# A ND Hive



## Sundance (Sep 9, 2004)

Welcome Fliese, glad to see another ND person. It's
been a slow spring for bees with late blooms and 
cold temps up here.


----------



## 71159 (Jun 26, 2009)

It has been a strange spring, that's for sure. I've liked it, though. Seems a nectar flow might be on, given how quickly the girls are packing it away.


----------



## Sundance (Sep 9, 2004)

How'd you do for rain last night??

I got 3.5" here and just 10 miles east they got 7.5"!!

This in an area trying to dig out of the spring flood.
The ducks are loving it though. Counts are way
up, especially Pintails and Canvasbacks (both up over
100%!).


----------



## ChickenChaser (Jun 6, 2009)

Sundance said:


> The ducks are loving it though. Counts are way
> up, especially *Pintails and Canvasbacks (both up over
> 100%!)*.


:banana::banana::banana:

Sorry....I lost control of myself! Welcome, Fliese. 

C.C.


----------



## 71159 (Jun 26, 2009)

According to weather.com, we only got about 0.11" yesterday. It seemed like it'd be more. Huh.

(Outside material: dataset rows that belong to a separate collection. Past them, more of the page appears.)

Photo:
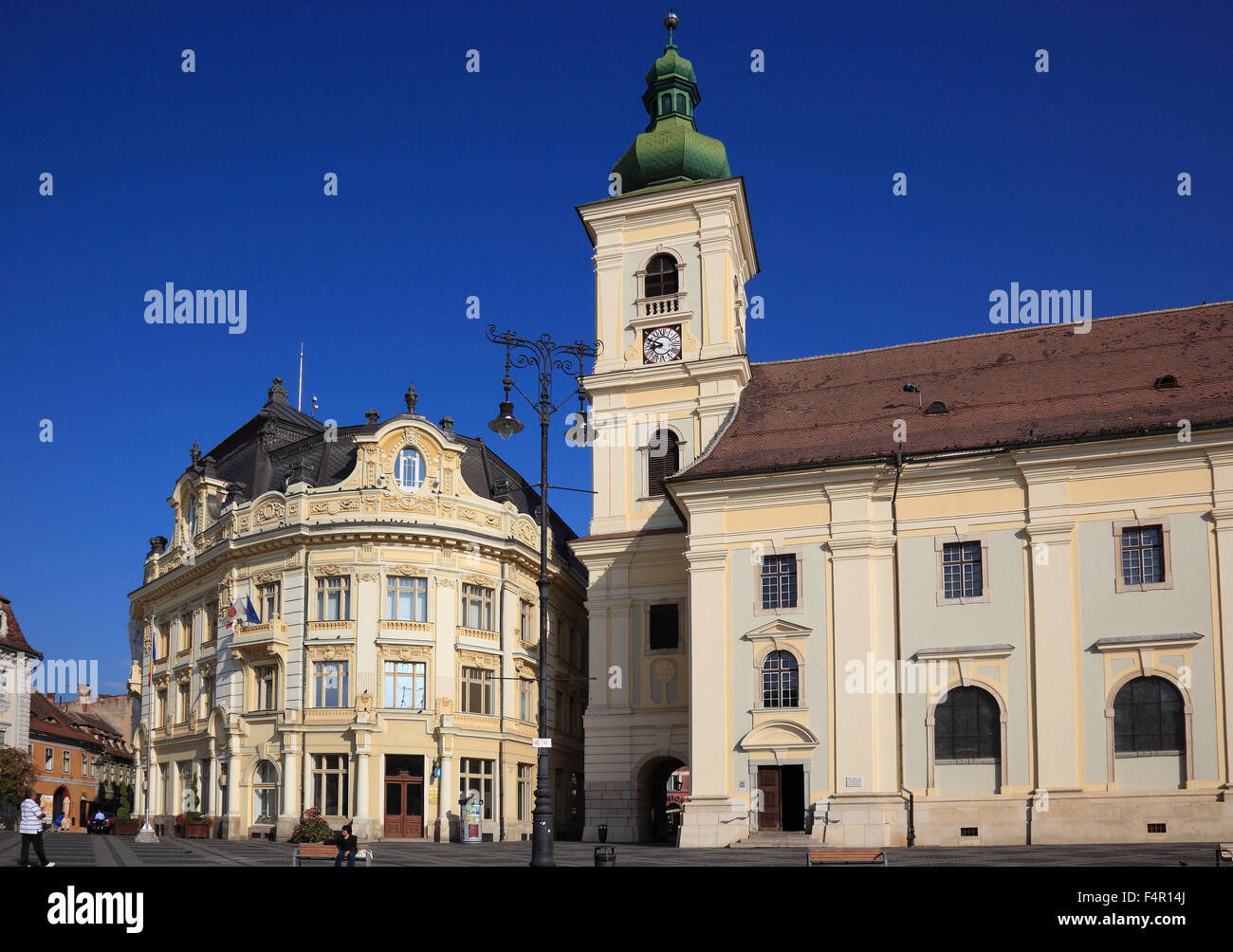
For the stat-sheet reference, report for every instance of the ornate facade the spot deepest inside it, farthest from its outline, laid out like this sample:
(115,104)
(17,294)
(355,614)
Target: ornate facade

I have found that in ND, weather is one of our obsessions. Everyone I know obsessively watches the weather. I think it's a farm thing. I have been sucked into it 

I'm glad to know there are more ND hives on here. It gives me hope for wintering!


----------



## Sundance (Sep 9, 2004)

fliese said:


> I'm glad to know there are more ND hives on here. It gives me hope for wintering!


One word on wintering........ indoors. Ask in the general
forums as this is discussed quite often.


----------